Whereas last year the search engine giant went head-to-head with the U.S. Department of Justice over just this question when it was subpoenaed for a list of search requests — a federal judge ultimately decided it didn’t have to comply — the company now has announced that it will no longer save such identifying information at all beyond a certain point. Instead, it will erase key pieces of data between 18 and 24 months after a search is done.
“When we implement this policy change in the coming months, we will continue to keep server log data (so that we can improve Google’s services and protect them from security and other abuses) — but will make this data much more anonymous, so that it can no longer be identified with individual users,” the company said.
The Right Direction
“By anonymizing our server logs after 18-24 months, we think we’re striking the right balance between two goals: continuing to improve Google’s services for you, while providing more transparency and certainty about our retention practices,” Google said.

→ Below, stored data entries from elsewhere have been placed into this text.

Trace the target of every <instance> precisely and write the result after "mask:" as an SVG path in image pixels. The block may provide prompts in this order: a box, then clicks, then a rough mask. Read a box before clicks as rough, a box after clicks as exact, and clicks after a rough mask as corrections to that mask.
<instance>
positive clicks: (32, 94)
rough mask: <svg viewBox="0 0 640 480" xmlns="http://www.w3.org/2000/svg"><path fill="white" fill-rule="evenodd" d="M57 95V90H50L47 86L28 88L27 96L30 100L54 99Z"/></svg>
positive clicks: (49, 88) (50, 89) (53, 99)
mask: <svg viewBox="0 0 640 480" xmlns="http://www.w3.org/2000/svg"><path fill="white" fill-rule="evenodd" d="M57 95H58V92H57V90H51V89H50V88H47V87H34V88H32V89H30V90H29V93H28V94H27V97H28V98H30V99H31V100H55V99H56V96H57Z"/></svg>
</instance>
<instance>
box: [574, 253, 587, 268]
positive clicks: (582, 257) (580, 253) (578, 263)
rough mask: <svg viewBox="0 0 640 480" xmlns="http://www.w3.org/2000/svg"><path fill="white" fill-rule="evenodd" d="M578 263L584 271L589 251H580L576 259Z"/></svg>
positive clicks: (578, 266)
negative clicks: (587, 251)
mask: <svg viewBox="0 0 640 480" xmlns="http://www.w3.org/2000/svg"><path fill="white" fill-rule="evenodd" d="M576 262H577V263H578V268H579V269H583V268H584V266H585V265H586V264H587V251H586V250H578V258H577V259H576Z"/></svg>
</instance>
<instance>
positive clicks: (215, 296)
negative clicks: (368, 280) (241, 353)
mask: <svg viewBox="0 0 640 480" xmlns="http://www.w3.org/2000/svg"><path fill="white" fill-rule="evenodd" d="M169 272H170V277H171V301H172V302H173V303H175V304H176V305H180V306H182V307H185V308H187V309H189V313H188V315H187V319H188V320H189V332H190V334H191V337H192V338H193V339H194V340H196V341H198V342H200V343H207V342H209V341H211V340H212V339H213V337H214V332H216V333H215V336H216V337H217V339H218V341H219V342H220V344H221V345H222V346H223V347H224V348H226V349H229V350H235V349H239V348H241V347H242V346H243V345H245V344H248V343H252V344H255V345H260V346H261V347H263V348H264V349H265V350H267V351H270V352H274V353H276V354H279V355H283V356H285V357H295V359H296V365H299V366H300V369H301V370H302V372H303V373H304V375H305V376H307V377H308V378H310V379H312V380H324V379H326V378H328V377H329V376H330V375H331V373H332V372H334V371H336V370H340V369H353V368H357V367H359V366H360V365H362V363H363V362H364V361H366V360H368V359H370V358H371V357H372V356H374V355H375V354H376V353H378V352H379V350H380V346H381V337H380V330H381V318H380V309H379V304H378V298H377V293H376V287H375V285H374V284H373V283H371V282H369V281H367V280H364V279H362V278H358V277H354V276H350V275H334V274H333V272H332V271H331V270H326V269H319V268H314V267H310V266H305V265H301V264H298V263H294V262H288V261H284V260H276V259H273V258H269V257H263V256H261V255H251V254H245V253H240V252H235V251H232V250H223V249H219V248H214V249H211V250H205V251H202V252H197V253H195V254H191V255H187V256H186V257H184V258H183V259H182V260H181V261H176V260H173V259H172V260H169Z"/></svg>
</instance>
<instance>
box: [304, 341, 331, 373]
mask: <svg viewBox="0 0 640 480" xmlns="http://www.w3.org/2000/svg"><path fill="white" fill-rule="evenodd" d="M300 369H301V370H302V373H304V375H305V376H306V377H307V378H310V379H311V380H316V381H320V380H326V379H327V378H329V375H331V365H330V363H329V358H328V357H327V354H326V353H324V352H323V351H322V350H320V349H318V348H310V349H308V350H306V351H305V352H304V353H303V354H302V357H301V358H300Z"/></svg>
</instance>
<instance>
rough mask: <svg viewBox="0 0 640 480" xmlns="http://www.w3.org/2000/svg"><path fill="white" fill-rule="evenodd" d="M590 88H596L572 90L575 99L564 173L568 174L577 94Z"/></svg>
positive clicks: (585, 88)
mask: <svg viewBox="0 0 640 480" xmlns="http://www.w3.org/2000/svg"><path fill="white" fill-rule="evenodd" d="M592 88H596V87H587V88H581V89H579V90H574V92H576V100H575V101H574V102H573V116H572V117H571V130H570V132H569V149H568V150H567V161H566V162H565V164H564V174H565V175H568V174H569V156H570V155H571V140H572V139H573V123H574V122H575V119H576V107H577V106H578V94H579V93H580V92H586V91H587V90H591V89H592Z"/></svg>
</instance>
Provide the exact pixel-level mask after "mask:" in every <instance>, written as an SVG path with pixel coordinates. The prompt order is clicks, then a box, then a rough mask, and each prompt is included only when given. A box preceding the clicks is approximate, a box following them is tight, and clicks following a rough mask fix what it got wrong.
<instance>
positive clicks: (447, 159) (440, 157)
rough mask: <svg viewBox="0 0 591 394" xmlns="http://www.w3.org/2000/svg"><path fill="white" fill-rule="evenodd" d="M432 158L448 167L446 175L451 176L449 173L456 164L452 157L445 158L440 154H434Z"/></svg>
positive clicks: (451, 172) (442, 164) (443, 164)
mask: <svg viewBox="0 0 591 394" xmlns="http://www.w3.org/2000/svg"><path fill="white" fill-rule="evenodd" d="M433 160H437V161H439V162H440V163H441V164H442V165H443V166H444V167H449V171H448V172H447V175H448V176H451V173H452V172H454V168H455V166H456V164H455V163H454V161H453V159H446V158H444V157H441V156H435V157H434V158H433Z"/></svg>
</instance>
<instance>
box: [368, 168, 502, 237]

Whether it’s the right solution remains to be seen. Privacy advocates have generally applauded the move, but they say much more still needs to be done to protect the privacy of Google users.
“It’s a step in the right direction, but we don’t feel it’s enough,” Paul Stephens, policy analyst for the Privacy Rights Clearinghouse, told TechNewsWorld. “Any movement toward retaining less data is good, but it’s still a lot of data” that gets saved, he said.
Virtually all the major search engines retain user information, so Google is not the only one this issue affects, Stephens noted. Ultimately, what privacy advocates would like to see happen, he added, is for Google and all search engines to anonymize their searches entirely, so that no data is saved once a search is done.
So Much Data
Google’s change in position has not surprised many, as privacy experts and regulators around the world have long expressed concern over the vast stores of data it has about millions of individuals around the globe. A slip last summer at AOL, meanwhile, demonstrated the privacy risks associated with that kind of data.
However, the move represents a recognition on Google’s part that it has a privacy problem, at least in public perception.
“There’s been a relatively high level of distrust around Google and personal information,” Rob Enderle, president and principal analyst with the Enderle Group, told TechNewsWorld. When the company refused to turn over its search log data to the government, citing privacy concerns, “it became clear they weren’t trying to protect privacy at all, but were trying to prevent anyone from figuring out how they work.”
A Trust Problem
When Google Apps was announced recently, privacy concerns again rose to the forefront of public discussion, Enderle pointed out, with many uneasy at the prospect of Google having access to sensitive data.
So Google’s new privacy decision is essentially an acknowledgment that many people don’t trust it with their data, Enderle said, and an effort to reassure them in the hopes they’ll continue to use its services. What it doesn’t do, he added, is rebuild any of that trust.
For that to happen, Google “needs to be more overt about making sure they are proactively protecting privacy, as opposed to being quite as creative as they’ve been with regard to people’s data,” Enderle suggested. “It needs to not look like it’s doing only what’s good for Google.”